Michigan Restaurant Owner Arrested For Breaking State COVID-19 Restrictions

Marlena’s Bistro and Pizzeria Facebook

As states continue to suffocate small businesses and restaurants with restrictions and lockdowns, a pizzeria owner in Michigan has been arrested after ignoring state restrictions and a court order. Marlena Pavlos-Hackney, the owner of Marlena’s Bistro and Pizzeria in Holland, Michigan, was brought into custody after failing to comply in a civil case filed by the Michigan Department of Agriculture and Rural Development.

Despite state restrictions in the midst of the pandemic, state officials reported Pavlos-Hackney kept her restaurant open for indoor dining and didn’t enforce capacity limits or mask mandates in her restaurant. She then had her food license suspended on January 20th by the Department only to still remain open.

However, Pavlos-Hackney remains steadfast in her rebellion, combatting what she saw as authoritarianism and standing up for individual rights and liberty. As a Polish immigrant, she fled communism in 1983 and arrived in America in 1988, becoming an American citizen in 1992, and opened her business in Michigan to carve a better life for herself, now threatened by smothering lockdowns to fight the coronavirus pandemic.

“We the people, small-business owners, like I told you, have to fight. I will fight for freedom [for] the American people. And I encourage everyone, business owners, other people—stand up and fight for your freedom before it’s going to be taken away,” Pavlos-Hackney told Fox News’ Tucker Carlson this week.

In an interview with BlazeTV radio host Glenn Beck, she said she refuses to have the government “intimidate me or put fear in me.”

“I’m going to keep fighting for American freedom and my constitutionally protected rights,” she said.

Though she initially closed her pizzeria for three months, she decided to open her doors after Gov. Gretchen Whitmer had “overextended her power.”

“So I decided, we, the small-business owners, have to take control against this tyranny. Because we the people have to have jobs to be able to survive,” she said. “Government and government entities have job security because they are a service. But we the people have to fight for our existence and keep working. So I decide they are not going to close me down.”

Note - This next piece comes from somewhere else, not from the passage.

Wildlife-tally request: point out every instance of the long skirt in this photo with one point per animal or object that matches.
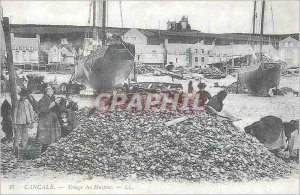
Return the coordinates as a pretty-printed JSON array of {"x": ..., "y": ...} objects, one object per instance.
[{"x": 48, "y": 130}]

Following her defiance, a warrant for her arrest was issued and she was given until March 18 to turn herself by an administrative judge in February, which she failed to do so.

Obviously, Pavlos-Hackney came under serious fire for her defiance, accused of putting the community at risk. “You have selfishly not followed the orders. … This is the wrong way to get publicity,”  Ingham County Judge Rosemarie Aquilina slammed. “It’s the wrong way to be a good citizen.”

“This owner has continued to willfully violate the state’s food laws, public health orders, and the order of the court—a dangerous act that may have exposed dozens of diners and employees to the virus following the discovery that one of Marlena’s customers tested positive for the virus within two days of eating there,” Michigan Attorney General Dana Nessel said.

Despite an outpouring of support by the community with a GoFundMe raising $150,000 for her legal fees, Pavlos-Hackney has been denied bail and currently remains in Ingham County Jail until she agrees to follow judge orders.